From his highly cultivated purgatory between restraint and release, Takahiro Miyashita let multiple influences contaminate his creative petri dish this season. There was the classic Beatles movie Help!, of which Miyashita said in his collection notes: “I think they were freely doing everything they wished for, but rarely had time for [themselves], thus [they] could have been quite suppressed too.” This led him to build a collection containing a hidden musical score, via top-half jackets and shirts featuring two straps, and bottom-half pants and shorts featuring three: These five straps, he said, combined to symbolize a musical stave upon which his garments signified the notes.
Further inflections Included James Ellroy’s monumental The Black Dahlia, David Fincher’s Fight Club and the movies of John Cassavetes, all of which were gently referenced in the film that represented Miyashita’s performance of his wearable score. Zippers and safety pins provided a metallic percussion that he said was in part inspired by Judy Blame, while the exclusively monochrome arrangement reflected his consideration of asceticism-in-color as exemplified by OG Ann Demeulemeester. Fresh instrumental input came in a Miyashita invented font that hybridized gothic lettering and Morse code dashes and dots.

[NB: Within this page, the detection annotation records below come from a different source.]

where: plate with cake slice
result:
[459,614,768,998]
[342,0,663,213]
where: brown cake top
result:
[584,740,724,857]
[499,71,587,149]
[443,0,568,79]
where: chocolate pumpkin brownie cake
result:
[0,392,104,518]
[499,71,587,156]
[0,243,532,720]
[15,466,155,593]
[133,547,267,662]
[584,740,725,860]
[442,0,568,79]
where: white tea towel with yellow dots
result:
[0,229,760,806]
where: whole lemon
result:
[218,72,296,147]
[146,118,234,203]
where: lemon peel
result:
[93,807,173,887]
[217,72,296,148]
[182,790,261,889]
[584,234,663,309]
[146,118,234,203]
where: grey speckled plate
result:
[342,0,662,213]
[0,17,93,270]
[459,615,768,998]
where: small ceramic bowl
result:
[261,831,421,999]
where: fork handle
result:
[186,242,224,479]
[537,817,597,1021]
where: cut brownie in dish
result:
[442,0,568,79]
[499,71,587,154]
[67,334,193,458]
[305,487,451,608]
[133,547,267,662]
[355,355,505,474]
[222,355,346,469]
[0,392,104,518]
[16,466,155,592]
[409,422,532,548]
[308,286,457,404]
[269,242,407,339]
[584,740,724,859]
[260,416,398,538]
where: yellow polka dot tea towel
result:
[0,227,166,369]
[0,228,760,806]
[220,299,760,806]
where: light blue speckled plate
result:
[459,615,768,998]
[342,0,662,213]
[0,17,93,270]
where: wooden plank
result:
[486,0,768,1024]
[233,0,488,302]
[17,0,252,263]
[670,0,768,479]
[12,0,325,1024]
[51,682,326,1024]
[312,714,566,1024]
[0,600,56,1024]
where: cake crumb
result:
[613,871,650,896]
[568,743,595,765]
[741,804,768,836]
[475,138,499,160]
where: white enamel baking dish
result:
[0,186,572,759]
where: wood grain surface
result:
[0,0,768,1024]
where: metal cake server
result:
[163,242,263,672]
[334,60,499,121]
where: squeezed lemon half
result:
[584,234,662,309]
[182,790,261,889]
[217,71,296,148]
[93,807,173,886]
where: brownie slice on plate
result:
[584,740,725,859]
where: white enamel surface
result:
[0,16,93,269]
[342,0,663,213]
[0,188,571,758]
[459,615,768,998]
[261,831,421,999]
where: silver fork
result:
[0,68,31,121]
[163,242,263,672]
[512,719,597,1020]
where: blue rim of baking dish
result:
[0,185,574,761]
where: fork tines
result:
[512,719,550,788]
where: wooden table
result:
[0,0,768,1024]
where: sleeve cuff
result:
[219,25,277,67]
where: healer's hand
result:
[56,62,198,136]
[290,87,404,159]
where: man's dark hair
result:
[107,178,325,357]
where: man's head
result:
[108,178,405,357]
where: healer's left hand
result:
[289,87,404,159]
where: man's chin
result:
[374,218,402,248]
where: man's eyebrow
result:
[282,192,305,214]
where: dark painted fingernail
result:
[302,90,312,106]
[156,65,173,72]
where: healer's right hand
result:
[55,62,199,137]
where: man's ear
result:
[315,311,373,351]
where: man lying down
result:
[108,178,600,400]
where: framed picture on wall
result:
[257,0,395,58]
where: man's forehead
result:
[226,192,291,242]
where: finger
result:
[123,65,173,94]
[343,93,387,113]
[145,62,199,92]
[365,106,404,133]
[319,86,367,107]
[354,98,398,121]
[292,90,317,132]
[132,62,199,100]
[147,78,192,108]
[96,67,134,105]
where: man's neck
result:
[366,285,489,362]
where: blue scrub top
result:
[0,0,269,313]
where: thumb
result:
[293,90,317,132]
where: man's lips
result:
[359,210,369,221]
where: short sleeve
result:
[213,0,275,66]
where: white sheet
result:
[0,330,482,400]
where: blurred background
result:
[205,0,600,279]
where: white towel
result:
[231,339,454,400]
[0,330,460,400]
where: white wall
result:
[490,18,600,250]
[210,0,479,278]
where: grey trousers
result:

The resulting melody blended the piratical and the punkish, playing britches against bikers and Breton stripe below a recurring beret high note. All of Miyashita’s imagined collaborations resulted in an any-gender collection that was nonetheless distinctly his—this is the Soloist, after all—and he underlined his inclination to swim against the tide in his notes, saying, regarding sustainability: “I understand the importance of the topic but at the same time I am concerned that it will quite literally stop garments to further evolve. I don’t think it is right to apply brakes on the evolution of garments and I have an urgency to keep exploring what could be new…I understand the importance of sustainability thus feel alarmed to see it becoming merely a trend.” Like many others, Miyashita suspects that we are in a fault-line moment—that’s why he called this collection “Re”—and this collection was a heartfelt pitch proposing one possible future direction. After all those references there was still time for one more, so he turned to T.S. Eliot for a poetic coda: “What we call the beginning is often the end / And to make an end is to make a beginning / The end is where we start from.”